The most common name, actually is just "river." Danube, Don, Donets, Dniester, Dniepr, and Tyne from the same root that just means "river." The Rivers Avon in England - there are at least three - all mean "River River." Potomac River means "River River"

We do this today without a thought. In New England, if you are going to The Cape, there is only one, even though there are dozens. In Jersey you go to The Shore. Wherever you are, if you say "We're going to The Lake," people know what you mean.

You can find a few bright rivers, white rivers, fast rivers, fish rivers and the like, but Big, Dark, or River pretty much covers it.

Most groups just call themselves "The People," or "The Human Beings," or "The Folk."


Old Sourdough said...

Here in Alaska, most river names end in "na," which means "river" in Athabaskan. We have "Chitina," "Tustumena," "Gilahina," etc. We even have "Nana."

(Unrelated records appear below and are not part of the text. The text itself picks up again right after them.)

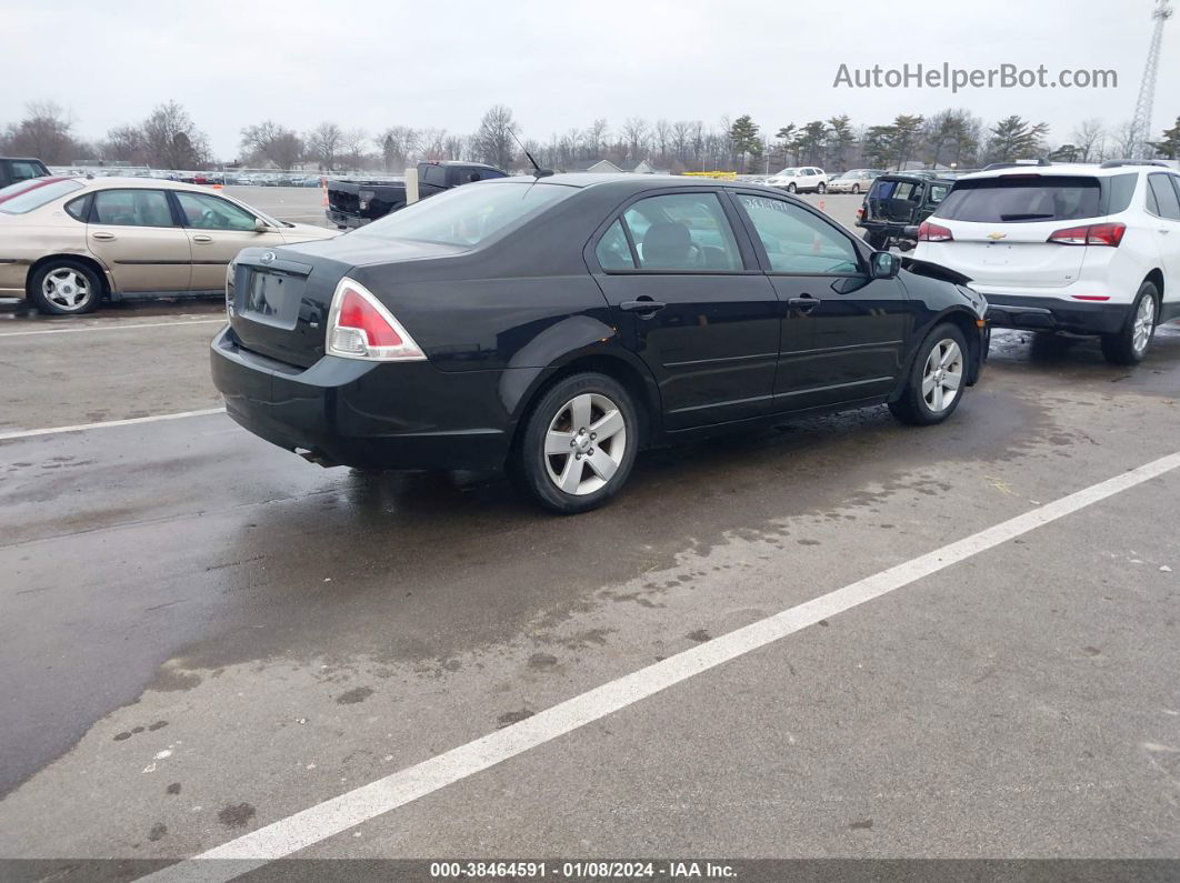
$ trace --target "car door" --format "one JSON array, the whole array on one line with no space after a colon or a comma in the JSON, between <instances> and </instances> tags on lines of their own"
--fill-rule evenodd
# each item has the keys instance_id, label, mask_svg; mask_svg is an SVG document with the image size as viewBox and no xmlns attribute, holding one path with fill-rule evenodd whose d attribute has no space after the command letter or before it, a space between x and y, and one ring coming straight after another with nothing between
<instances>
[{"instance_id":1,"label":"car door","mask_svg":"<svg viewBox=\"0 0 1180 883\"><path fill-rule=\"evenodd\" d=\"M734 202L785 308L774 409L891 391L913 321L905 286L870 278L852 236L819 211L762 192Z\"/></svg>"},{"instance_id":2,"label":"car door","mask_svg":"<svg viewBox=\"0 0 1180 883\"><path fill-rule=\"evenodd\" d=\"M171 193L192 249L194 291L222 291L225 268L242 249L283 244L282 233L260 232L255 229L260 218L229 199L189 190Z\"/></svg>"},{"instance_id":3,"label":"car door","mask_svg":"<svg viewBox=\"0 0 1180 883\"><path fill-rule=\"evenodd\" d=\"M1154 217L1152 226L1160 249L1160 262L1163 264L1167 299L1169 289L1180 284L1180 191L1178 179L1167 172L1154 172L1147 176L1147 210ZM1175 282L1173 282L1175 281ZM1171 310L1168 311L1171 312Z\"/></svg>"},{"instance_id":4,"label":"car door","mask_svg":"<svg viewBox=\"0 0 1180 883\"><path fill-rule=\"evenodd\" d=\"M188 291L189 237L163 190L112 187L91 203L86 244L120 292Z\"/></svg>"},{"instance_id":5,"label":"car door","mask_svg":"<svg viewBox=\"0 0 1180 883\"><path fill-rule=\"evenodd\" d=\"M644 196L588 249L624 344L658 383L669 430L769 409L779 303L735 220L714 189Z\"/></svg>"}]
</instances>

Assistant Village Idiot's wife said...

So I'm river river in Athabaskan to my granddaughter!

Grim said...

King Arthur is said to have fought many battles by the Black River: "Dubhglas" in Gaelic, which Anglicizes to "Douglas."

Sam L. said...

There's a Nana B up the street from me--that's on her license plate.

Texan99 said...

Was it here, or in one of McWhorter's books, that I ran across an English location that was three old words for "pretty good-sized hill" all run together? Something with Tor in it. Wiki suggests that I'm thinking of Torpenhow.

Assistant Village Idiot said...

As McWhorter is one of my most-admired people, it inflates me greatly to think I might have been confused with him, however briefly. It was indeed here: http://assistantvillageidiot.blogspot.com/2011/09/toponomy-myth.html

SJ said...

The comment about "Lake Superior" spurred me to do a little research.

Lake Superior; from French for "Upper Lake". However, the geographers who anglicized the named mentioned that it was the largest lake they knew of.

Lake Michigan, from an Ojibwe word "mishigami", "Large Lake"

Lake Huron, named for one of the tribes of Natives in the area.

Lake Erie, from the name of another tribe in the area.

Lake Ontario, from a Huron word meaning "shining waters".

So they're not all "big lake", but two of them are, after a fashion. And a third is "shining water"; while the other two are tribal names.

iOpener said...

While traveling in Spain a few months ago I was struck by the thought that the Guadiana, Guadaira, Guadalope, Guadalete, Guadiaro, Guadalfeo, Guadalhorce and Guadalquivir rivers have a lot of Agua in them and their names. Maybe the Arga and Ega too.

Perhaps a lot of such names just mean 'water'.